Good morning, Kristine.
This is Justin on for Kristine. Good morning.
Hey, Justin. How are you?
Hello, Justin.
Good. Thanks. Just a question on the supply chain. Can you maybe characterize further the disruptions, you're still seeing across the business? And then specifically what if any exposure do you have to Russian titanium? Thanks.
Yes. Very little on the Russian titanium. So let's just leave it at that. On supply chain in general, Justin, I mean it's - on the electrical components, whether it's actives, passives, resistors, I mean, you name it. It's just continues to be tight and you've got to work all those issues very, very hard. It continues to be spotty. The lead times continue to extend, our teams are working at. So, on any given day, there's just a lot of ongoing disruption. I don't see it getting significantly better. We don't see it getting significantly worse. So in CPI, A&E, it tends to be more of electrical components.
In other segments we are so diversified. I mean we're in resins. You see it and everywhere from resins to adhesives to every commodity. I really think the supply chain is in many cases down to the raw material level, like you were just hitting it from a titanium standpoint. A year ago, there was a series of disruptions that we're all living through.
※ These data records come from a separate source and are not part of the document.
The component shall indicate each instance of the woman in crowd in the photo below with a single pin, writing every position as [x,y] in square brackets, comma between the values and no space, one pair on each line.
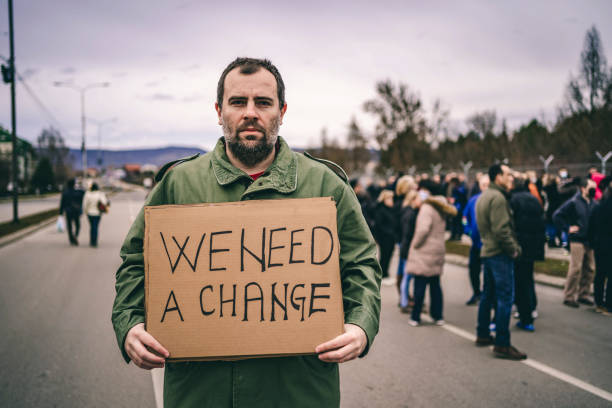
[410,208]
[95,204]
[426,254]
[385,226]
[404,186]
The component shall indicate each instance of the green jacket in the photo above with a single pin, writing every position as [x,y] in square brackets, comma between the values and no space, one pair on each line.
[300,381]
[496,224]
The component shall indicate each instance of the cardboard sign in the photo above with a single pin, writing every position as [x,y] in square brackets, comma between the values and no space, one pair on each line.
[242,279]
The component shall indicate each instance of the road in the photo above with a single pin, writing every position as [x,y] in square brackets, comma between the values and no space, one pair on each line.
[28,206]
[58,348]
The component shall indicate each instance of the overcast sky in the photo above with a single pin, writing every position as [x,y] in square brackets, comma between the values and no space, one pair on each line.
[163,60]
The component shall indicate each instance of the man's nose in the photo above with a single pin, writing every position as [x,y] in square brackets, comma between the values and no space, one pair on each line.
[250,112]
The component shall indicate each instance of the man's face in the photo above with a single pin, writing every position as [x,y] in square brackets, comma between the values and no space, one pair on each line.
[250,115]
[505,179]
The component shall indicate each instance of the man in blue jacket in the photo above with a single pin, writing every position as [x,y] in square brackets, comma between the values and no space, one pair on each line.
[573,216]
[471,229]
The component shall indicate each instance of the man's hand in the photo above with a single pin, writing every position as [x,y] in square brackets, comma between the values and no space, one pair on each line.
[139,346]
[345,347]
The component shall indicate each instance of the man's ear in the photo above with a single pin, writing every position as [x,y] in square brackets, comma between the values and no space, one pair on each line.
[218,109]
[283,110]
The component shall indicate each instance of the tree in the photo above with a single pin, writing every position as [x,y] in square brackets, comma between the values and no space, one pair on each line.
[401,128]
[51,146]
[592,88]
[43,178]
[357,152]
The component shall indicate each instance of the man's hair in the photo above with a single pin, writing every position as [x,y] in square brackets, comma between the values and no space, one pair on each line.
[494,170]
[249,66]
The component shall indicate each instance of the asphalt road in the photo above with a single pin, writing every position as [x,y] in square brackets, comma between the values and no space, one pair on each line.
[58,348]
[28,206]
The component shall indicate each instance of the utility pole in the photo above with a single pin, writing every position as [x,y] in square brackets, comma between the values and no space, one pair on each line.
[11,68]
[82,90]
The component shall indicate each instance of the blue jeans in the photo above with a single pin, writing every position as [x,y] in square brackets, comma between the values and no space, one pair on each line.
[94,221]
[435,295]
[499,288]
[405,285]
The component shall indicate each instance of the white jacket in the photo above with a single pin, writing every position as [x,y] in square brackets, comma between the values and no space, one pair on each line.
[90,202]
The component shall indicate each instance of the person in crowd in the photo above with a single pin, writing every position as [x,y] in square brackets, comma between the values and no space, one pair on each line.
[71,206]
[365,201]
[475,186]
[600,235]
[385,225]
[532,186]
[459,200]
[404,185]
[471,229]
[95,204]
[426,254]
[499,250]
[573,217]
[410,208]
[552,202]
[531,236]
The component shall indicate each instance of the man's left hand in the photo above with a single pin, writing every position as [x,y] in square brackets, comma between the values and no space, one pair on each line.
[345,347]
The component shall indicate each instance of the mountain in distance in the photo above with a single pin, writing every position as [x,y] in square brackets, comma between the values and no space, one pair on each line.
[118,158]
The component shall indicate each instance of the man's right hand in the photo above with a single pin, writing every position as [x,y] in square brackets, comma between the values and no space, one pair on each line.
[139,346]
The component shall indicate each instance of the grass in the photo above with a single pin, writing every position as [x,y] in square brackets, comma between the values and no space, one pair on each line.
[552,267]
[9,227]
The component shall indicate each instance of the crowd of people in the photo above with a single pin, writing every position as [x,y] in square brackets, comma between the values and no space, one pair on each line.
[510,217]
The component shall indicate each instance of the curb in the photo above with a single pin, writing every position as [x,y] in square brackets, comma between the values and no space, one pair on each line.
[539,278]
[16,236]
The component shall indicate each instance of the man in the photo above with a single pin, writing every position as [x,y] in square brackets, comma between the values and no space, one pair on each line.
[71,205]
[499,249]
[252,162]
[600,225]
[471,229]
[531,235]
[573,217]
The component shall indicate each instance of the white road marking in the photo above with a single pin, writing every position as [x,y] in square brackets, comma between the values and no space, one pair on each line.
[157,374]
[536,364]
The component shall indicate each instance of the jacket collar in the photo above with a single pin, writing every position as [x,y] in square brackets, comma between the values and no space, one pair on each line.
[280,176]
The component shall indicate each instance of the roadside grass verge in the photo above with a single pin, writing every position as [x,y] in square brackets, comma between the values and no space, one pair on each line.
[552,267]
[9,227]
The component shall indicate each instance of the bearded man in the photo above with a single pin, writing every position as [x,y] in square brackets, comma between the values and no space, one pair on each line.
[251,162]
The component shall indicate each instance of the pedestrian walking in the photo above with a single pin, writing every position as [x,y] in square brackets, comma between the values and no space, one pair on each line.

Now it's become a continuous state with very little buffer in the supply chain and surprises the second and third level tier that you can expect as well. Raw material, I mean, who would have thought Neon in the Ukraine was a major producer for chip production and all these things that we're learning. So from disruption in Ukraine to China lockdowns, logistics challenges to continue even though we read about some of the ships off the port becoming fewer, this is going to be worsen again a bit in a few months. I think because of the China lockdowns.
On the Process Flow Technology side, it tends to be around castings, and it's not so much casting availability. We're seeing some improvement in our supply chain catching up, but it's logistics and the lead time still which is quite excessive, so trying to plan around that. So again more of the same and with the global environment that is taking place right now from Ukraine, China locked down, inflationary pressures, global dislocations, it's just - our planning and expectation is this continues through the balance of the year. Hope that helps.
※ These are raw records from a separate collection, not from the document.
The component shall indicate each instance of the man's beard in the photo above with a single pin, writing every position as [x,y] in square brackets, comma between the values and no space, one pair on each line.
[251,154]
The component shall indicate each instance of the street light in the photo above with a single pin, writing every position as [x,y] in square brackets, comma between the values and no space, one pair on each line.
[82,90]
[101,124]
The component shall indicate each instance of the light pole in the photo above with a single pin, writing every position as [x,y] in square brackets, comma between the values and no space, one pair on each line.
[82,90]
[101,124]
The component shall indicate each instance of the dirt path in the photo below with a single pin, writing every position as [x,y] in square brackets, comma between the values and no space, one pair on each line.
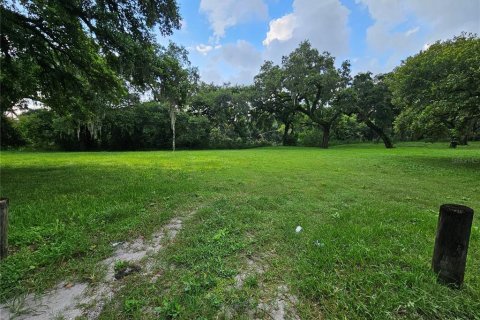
[68,301]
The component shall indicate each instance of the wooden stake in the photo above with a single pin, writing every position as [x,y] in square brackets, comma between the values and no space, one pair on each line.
[451,243]
[3,228]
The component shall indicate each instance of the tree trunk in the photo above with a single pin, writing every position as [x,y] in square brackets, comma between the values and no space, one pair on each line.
[285,134]
[386,139]
[172,122]
[326,136]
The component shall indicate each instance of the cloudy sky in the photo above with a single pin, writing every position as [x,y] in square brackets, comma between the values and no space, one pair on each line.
[228,40]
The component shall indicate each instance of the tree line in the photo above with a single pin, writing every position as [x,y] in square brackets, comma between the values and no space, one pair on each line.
[105,84]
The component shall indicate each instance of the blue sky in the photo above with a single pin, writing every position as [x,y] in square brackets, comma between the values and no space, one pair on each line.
[228,40]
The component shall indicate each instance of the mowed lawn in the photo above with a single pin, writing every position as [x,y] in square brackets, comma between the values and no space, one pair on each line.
[368,216]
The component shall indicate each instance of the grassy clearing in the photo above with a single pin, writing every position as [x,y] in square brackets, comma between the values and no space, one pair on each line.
[369,217]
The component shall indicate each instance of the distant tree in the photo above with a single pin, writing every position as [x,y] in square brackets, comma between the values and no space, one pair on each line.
[313,82]
[68,53]
[273,98]
[438,89]
[370,99]
[229,110]
[174,81]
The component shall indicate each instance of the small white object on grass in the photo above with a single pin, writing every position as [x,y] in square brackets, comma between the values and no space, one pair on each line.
[318,243]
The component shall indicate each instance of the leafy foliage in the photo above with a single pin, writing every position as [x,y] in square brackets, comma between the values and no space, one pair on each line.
[438,89]
[72,54]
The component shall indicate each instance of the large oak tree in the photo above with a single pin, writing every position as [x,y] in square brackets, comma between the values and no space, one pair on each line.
[73,54]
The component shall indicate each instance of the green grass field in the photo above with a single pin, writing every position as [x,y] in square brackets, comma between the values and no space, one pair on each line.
[368,215]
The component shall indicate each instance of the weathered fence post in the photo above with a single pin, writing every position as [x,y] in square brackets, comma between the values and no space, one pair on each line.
[3,228]
[451,243]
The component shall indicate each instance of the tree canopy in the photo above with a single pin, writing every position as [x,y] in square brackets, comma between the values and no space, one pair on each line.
[73,54]
[438,89]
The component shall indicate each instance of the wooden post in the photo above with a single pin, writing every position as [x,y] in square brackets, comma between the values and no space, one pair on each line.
[451,243]
[3,228]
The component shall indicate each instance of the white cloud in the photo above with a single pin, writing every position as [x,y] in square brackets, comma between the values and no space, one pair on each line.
[432,20]
[323,23]
[412,31]
[236,63]
[203,49]
[281,29]
[223,14]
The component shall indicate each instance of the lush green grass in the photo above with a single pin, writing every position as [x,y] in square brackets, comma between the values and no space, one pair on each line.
[373,211]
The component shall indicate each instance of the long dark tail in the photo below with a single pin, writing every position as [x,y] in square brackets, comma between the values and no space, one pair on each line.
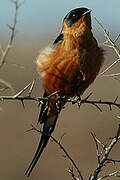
[48,116]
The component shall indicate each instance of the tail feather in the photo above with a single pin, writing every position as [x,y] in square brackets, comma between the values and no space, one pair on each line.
[43,142]
[48,116]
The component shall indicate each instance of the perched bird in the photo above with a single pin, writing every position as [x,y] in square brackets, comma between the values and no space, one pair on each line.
[67,68]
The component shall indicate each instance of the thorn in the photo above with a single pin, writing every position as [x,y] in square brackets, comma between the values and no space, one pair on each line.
[31,87]
[88,96]
[110,106]
[116,99]
[98,107]
[10,27]
[22,101]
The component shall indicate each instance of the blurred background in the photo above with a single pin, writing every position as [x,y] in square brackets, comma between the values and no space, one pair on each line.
[38,25]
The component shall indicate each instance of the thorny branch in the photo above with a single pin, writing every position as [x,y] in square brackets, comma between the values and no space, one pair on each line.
[105,157]
[77,101]
[102,161]
[66,154]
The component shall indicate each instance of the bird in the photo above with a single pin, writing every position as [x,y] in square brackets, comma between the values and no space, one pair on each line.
[67,68]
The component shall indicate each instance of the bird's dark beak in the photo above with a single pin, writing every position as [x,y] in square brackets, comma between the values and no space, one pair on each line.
[89,11]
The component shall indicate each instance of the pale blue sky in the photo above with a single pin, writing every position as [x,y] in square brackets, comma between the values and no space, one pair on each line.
[42,17]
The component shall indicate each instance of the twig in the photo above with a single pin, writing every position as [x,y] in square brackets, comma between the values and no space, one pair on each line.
[64,150]
[7,85]
[105,158]
[114,174]
[12,35]
[70,170]
[41,99]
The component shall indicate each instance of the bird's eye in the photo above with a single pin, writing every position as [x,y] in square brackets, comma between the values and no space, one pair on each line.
[74,15]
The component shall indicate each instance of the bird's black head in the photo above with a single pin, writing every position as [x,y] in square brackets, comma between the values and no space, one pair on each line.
[74,15]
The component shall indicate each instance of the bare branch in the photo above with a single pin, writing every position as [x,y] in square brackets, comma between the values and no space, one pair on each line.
[105,158]
[114,174]
[64,150]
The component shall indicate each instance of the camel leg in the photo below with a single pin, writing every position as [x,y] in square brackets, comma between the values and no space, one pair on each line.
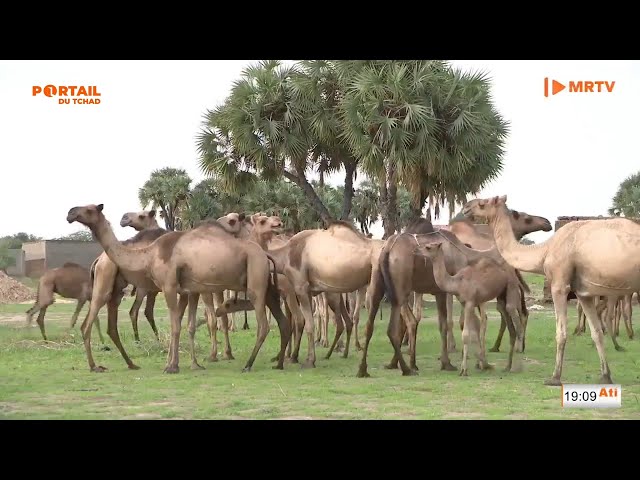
[451,341]
[375,293]
[148,312]
[443,325]
[411,324]
[503,327]
[597,337]
[334,303]
[40,320]
[176,309]
[224,322]
[626,313]
[273,299]
[134,311]
[611,312]
[76,312]
[191,318]
[112,328]
[356,317]
[559,292]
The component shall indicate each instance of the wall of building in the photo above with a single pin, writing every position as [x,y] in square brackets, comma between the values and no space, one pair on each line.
[59,252]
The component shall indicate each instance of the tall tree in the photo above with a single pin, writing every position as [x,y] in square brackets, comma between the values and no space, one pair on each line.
[167,190]
[423,125]
[626,201]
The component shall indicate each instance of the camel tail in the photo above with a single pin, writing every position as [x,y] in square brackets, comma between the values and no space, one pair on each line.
[386,277]
[523,284]
[275,273]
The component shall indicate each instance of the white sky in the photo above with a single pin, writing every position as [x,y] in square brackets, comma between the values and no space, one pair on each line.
[566,154]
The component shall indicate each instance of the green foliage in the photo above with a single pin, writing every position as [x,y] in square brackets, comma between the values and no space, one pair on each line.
[81,235]
[167,190]
[626,201]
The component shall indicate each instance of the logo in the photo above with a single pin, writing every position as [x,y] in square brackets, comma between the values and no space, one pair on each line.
[69,94]
[579,86]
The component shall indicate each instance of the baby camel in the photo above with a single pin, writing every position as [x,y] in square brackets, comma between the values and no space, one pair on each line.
[69,281]
[477,283]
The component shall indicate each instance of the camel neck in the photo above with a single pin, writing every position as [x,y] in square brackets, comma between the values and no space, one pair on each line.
[130,259]
[445,282]
[528,258]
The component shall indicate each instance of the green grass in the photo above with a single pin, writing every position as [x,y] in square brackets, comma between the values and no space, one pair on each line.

And that will conclude our question and answer session. I would like to turn the conference back over to Max Mitchell for closing comments.
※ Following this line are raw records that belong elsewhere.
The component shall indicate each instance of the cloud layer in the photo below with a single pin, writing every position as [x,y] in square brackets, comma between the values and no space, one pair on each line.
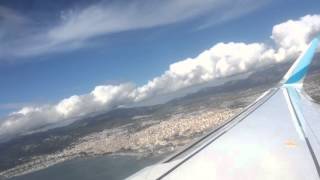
[76,26]
[223,59]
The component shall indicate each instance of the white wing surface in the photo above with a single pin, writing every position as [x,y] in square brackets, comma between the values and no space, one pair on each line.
[276,137]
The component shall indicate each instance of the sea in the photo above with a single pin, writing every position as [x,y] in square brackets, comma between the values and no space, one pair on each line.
[109,167]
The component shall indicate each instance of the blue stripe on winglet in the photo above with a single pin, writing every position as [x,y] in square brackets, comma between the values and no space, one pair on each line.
[303,66]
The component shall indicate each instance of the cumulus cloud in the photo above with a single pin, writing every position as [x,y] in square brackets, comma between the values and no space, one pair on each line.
[77,26]
[223,59]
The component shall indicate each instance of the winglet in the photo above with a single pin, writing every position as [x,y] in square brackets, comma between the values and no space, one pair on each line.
[299,69]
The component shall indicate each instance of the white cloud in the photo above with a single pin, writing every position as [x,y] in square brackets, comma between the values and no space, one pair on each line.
[77,26]
[223,59]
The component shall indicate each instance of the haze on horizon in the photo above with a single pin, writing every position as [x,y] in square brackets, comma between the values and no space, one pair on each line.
[36,39]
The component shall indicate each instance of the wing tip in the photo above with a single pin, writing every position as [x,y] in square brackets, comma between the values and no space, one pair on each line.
[299,69]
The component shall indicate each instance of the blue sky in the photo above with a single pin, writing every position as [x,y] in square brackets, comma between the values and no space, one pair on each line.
[132,55]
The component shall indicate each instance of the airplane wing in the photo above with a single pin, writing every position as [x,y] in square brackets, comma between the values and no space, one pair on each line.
[276,137]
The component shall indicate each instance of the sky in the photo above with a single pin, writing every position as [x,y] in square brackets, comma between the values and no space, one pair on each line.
[63,59]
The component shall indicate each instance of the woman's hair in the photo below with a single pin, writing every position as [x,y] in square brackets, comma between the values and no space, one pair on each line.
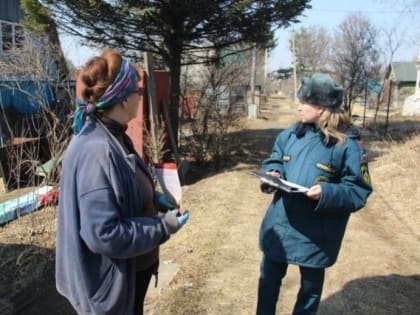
[99,73]
[332,123]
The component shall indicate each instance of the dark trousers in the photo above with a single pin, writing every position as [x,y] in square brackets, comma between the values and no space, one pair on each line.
[308,298]
[143,278]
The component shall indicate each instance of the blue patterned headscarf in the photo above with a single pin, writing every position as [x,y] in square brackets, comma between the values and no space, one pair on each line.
[123,84]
Thank you, operator. Another quarter with solid performance further steps on our path of continued transformation, portfolio shaping, divestitures of non-strategic assets and continued investment in higher growth target markets. And now with the planned separation to position our businesses for further acceleration of growth. It's an exciting path forward, and I look forward to sharing updates with you over the next several quarters.
As the late great Sydney 48 one set, the journey has been incredible from its beginning, very fitting for us today and our journey is not over. We're just getting started and I'm incredibly excited about our opportunities to drive continued shareholder value in the quarters and years ahead. Thank you for your interest in Crane and have a great day.
Thank you. This does conclude today's conference. You may disconnect your lines at this time, and thank you for your participation.